VENEZUELA/ La medida que pretende imponer el ejecutivo, de congelar la matrícula de las universidades privadas de Venezuela, es improcedente pues “no obedece a la realidad” y condenaría a las casas de estudios “a la parálisis”, aseguró el rector de la Universidad Metropolitana (Unimet), Benjamín Scharifker.

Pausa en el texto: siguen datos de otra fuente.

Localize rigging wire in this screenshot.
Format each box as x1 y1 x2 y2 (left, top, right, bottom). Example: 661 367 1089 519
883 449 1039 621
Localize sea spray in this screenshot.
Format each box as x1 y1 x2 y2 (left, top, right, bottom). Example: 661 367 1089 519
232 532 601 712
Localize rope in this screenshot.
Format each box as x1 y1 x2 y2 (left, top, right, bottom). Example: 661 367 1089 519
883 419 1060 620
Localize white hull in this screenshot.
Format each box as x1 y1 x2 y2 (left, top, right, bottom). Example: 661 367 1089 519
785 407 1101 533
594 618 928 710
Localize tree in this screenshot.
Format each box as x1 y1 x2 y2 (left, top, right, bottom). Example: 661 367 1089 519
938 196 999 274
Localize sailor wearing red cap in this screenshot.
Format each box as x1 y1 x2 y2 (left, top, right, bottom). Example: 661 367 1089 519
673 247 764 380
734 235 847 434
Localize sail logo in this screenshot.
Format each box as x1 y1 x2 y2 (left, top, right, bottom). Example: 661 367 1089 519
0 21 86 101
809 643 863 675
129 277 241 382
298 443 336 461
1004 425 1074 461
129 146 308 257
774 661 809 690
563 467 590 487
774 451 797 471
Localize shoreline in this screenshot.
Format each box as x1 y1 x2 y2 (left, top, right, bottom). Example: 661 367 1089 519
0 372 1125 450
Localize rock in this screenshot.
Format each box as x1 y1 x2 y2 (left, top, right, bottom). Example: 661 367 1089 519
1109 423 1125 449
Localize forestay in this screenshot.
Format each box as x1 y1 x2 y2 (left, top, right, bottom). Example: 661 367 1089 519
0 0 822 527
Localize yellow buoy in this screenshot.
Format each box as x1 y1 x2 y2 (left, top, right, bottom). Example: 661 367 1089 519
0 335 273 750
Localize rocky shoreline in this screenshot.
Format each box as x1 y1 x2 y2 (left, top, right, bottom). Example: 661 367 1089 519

Sostiene que la Unimet es una Asociación Civil sin fines de lucro, “nuestra operación no genera créditos económicos ni dividendos, sino conocimiento, capacidades humanas y beneficio social” y, a su juicio, si se llega a aplicar la orden del Ministerio del Poder Popular para la Educación Universitaria “no podríamos cubrir nuestros costos con ingresos”, trayendo como consecuencia la pérdida del personal “que no podremos retener, la desinversión que nos impedirá mantener los estándares con los que estamos comprometidos, la imposibilidad de apoyar financieramente al 30% de la población estudiantil que recibe apoyos socioeconómicos para cursar sus estudios y, por ende, la parálisis de la institución”.

“Los primeros perjudicados serán los propios estudiantes. Un estudiante que no tiene una universidad que pueda brindar todos los servicios, incluyendo las ayudas socioeconómicas, aparte de los servicios académicos y de todo tipo; es el primer perjudicado”, alertó el rector de la Unimet.